MPhil course in Multicore Programming - Exercise Sheet 1

      Version of Dec 3 2012

Due: 28 January 2013. Please hand to student admin, with a coversheet.


1.  Read the chapters of the Intel SDM and AMD APM about memory ordering:

Intel Vol. 3 Chapter 8:
http://www.intel.com/content/www/us/en/processors/architectures-software-developer-manuals.html

AMD Vol. 2 Chapter 7:
http://developer.amd.com/Resources/documentation/guides/Pages/default.aspx

Consider this x86 example:

  Initially all registers and [x] and [y] are 0. 

    Thread 0         Thread 1           Thread 2

    MOV [x] <- 1     MOV EAX <- [x]     MOV [y] <- 1
                     MOV EBX <- [y]     MOV ECX <- [x]

  Finally: 
    Thread 1: EAX=1
    Thread 1: EBX=0
    Thread 2: ECX=0

a) Is this allowed with respect to an SC semantics?

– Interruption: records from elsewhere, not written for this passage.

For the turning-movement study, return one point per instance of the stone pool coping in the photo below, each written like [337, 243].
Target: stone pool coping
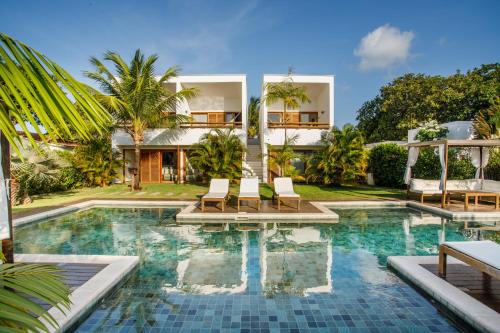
[464, 306]
[85, 297]
[186, 214]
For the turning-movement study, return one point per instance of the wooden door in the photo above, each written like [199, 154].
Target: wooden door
[150, 166]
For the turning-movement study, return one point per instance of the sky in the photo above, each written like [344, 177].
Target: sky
[364, 44]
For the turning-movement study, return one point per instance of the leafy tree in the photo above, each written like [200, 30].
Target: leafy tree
[219, 154]
[253, 116]
[290, 94]
[342, 157]
[487, 123]
[281, 158]
[138, 99]
[36, 90]
[415, 98]
[388, 164]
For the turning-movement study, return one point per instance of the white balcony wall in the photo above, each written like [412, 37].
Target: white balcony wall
[155, 138]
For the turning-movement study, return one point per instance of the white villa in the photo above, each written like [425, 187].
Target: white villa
[221, 103]
[307, 122]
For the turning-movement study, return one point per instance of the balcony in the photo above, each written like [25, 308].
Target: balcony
[214, 119]
[307, 120]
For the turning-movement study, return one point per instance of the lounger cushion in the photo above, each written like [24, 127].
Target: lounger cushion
[288, 194]
[249, 195]
[215, 195]
[491, 186]
[424, 186]
[487, 252]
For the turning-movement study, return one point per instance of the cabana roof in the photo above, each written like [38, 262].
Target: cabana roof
[457, 143]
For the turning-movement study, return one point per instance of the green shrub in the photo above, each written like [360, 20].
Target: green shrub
[492, 170]
[388, 164]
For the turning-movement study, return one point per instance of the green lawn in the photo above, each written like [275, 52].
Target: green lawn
[194, 191]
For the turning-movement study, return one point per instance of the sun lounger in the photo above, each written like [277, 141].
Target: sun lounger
[283, 190]
[249, 190]
[218, 191]
[481, 255]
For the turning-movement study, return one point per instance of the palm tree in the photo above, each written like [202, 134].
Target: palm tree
[287, 92]
[37, 91]
[343, 157]
[219, 154]
[280, 158]
[253, 116]
[138, 99]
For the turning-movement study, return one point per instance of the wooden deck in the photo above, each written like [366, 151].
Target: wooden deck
[75, 275]
[267, 206]
[471, 281]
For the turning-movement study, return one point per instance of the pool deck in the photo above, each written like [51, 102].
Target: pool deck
[90, 278]
[463, 292]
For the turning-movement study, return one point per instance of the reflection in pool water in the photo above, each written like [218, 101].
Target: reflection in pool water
[275, 277]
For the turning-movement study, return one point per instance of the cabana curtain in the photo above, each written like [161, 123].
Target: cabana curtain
[442, 160]
[479, 164]
[4, 204]
[412, 160]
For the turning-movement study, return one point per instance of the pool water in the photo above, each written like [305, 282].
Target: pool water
[273, 278]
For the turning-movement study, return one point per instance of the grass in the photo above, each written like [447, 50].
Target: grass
[194, 191]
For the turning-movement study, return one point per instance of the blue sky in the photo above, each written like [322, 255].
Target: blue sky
[364, 44]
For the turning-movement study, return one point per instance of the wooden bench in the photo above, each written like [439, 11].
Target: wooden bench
[481, 255]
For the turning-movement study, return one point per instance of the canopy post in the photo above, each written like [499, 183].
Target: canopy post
[443, 194]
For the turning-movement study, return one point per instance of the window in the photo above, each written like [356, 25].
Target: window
[200, 117]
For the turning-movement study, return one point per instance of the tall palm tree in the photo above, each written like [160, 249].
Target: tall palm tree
[137, 98]
[292, 95]
[342, 157]
[253, 116]
[37, 91]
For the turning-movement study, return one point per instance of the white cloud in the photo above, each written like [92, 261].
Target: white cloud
[384, 47]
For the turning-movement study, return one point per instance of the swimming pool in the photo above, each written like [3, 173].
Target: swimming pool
[273, 278]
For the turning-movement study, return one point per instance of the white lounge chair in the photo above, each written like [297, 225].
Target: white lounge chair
[249, 190]
[481, 255]
[218, 191]
[283, 190]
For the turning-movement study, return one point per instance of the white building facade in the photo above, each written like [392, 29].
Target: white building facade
[221, 102]
[307, 123]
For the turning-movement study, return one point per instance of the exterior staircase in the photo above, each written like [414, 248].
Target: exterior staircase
[253, 161]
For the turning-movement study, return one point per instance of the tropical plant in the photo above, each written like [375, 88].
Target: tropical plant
[138, 99]
[431, 130]
[414, 98]
[280, 159]
[96, 161]
[342, 157]
[22, 284]
[35, 90]
[36, 171]
[290, 94]
[253, 116]
[487, 123]
[388, 164]
[219, 154]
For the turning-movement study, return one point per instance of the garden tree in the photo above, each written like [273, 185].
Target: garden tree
[412, 99]
[136, 98]
[280, 158]
[219, 154]
[290, 94]
[342, 157]
[37, 91]
[487, 122]
[253, 116]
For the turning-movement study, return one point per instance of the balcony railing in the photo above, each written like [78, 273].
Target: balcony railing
[289, 124]
[201, 124]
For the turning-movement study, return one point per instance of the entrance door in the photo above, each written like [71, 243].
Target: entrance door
[150, 166]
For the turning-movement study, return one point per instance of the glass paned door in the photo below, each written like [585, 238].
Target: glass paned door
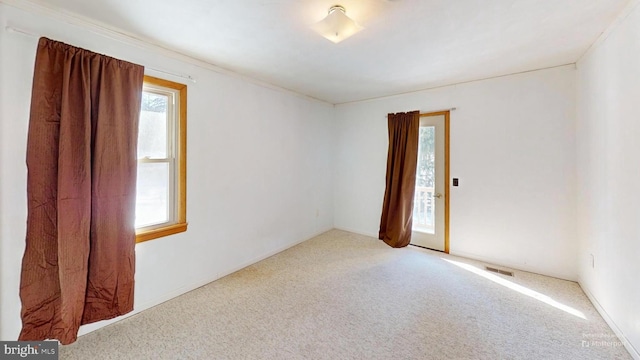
[429, 201]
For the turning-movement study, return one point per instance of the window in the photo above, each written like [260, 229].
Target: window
[162, 156]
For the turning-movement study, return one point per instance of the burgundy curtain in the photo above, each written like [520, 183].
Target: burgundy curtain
[402, 160]
[78, 265]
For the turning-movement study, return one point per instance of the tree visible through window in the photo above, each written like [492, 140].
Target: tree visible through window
[161, 185]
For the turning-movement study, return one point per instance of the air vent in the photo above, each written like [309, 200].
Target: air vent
[502, 272]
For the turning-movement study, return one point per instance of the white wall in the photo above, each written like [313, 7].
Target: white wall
[259, 168]
[513, 149]
[608, 138]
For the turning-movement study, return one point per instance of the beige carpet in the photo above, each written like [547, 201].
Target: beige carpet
[347, 296]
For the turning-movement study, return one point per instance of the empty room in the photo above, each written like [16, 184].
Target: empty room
[371, 179]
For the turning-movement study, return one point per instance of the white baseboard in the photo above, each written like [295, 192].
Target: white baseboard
[515, 266]
[627, 345]
[365, 233]
[85, 329]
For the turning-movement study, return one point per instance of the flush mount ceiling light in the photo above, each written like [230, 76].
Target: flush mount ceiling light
[337, 26]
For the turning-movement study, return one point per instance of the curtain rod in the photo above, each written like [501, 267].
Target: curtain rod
[11, 29]
[428, 113]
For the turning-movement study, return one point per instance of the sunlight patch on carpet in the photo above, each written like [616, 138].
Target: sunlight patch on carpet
[519, 288]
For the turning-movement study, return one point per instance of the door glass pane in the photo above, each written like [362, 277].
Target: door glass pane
[424, 205]
[152, 194]
[152, 130]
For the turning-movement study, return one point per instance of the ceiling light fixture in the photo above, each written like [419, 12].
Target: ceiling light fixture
[337, 26]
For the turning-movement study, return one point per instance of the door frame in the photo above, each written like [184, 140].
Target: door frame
[447, 179]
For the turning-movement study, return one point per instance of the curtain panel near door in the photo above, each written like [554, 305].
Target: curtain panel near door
[402, 160]
[79, 262]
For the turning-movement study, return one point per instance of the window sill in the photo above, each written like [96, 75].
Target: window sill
[160, 232]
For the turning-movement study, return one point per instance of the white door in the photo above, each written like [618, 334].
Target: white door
[429, 202]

b) Can you argue whether this is allowed or not with respect to each of
those chapters?

c) Prove whether or not it is allowed with respect to the x86-TSO
abstract machine.


2. Using ppcmem, http://www.cl.cam.ac.uk/~pes20/ppcmem, for each of
the following tests, either explain why it doesn't have any non-SC
behaviour or describe the abstract-machine trace of one non-SC
behaviour (explain what's going on, but don't write out the full state
after each step of the trace in excruciating detail).

a) WRC+lwsync+isync
b) IRIW+lwsync+lwsync
c) MP+lwsync+addr
d) SB+sync+lwsync


3. Give two different implementations (code implementing lock and
unlock) for a simple spinlock in C11, using different atomic
primitives (and not using the native C11 lock and unlock!).  Explain
why they are correct, being clear about what that means.
You may want to use cppmem to explore their behaviour. 


4. Read the deque algorithm in Figure 3 of 

Thread Scheduling for Multiprogrammed Multiprocessors
Nimar S. Arora Robert D. Blumofe C. Greg Plaxton
http://citeseerx.ist.psu.edu/viewdoc/summary?doi=10.1.1.50.9754

which is the basis for the pseudocode algorithm in Tim Harris's
slides.  The algorithm presumes a sequentially consistent memory.

a) Describe what changes (e.g. of additional barriers) that one would
have to use to make this work correctly above the POWER memory model,
including an informal argument for why they are sufficient and necessary.

a) Describe what changes (e.g. of memory order annotations) that one
would have to use to make this work correctly above the C11 memory
model, including an informal argument for why they are sufficient and
necessary.  You might like to produce compilable C11 code, following
the example code and Makefile on the course web page.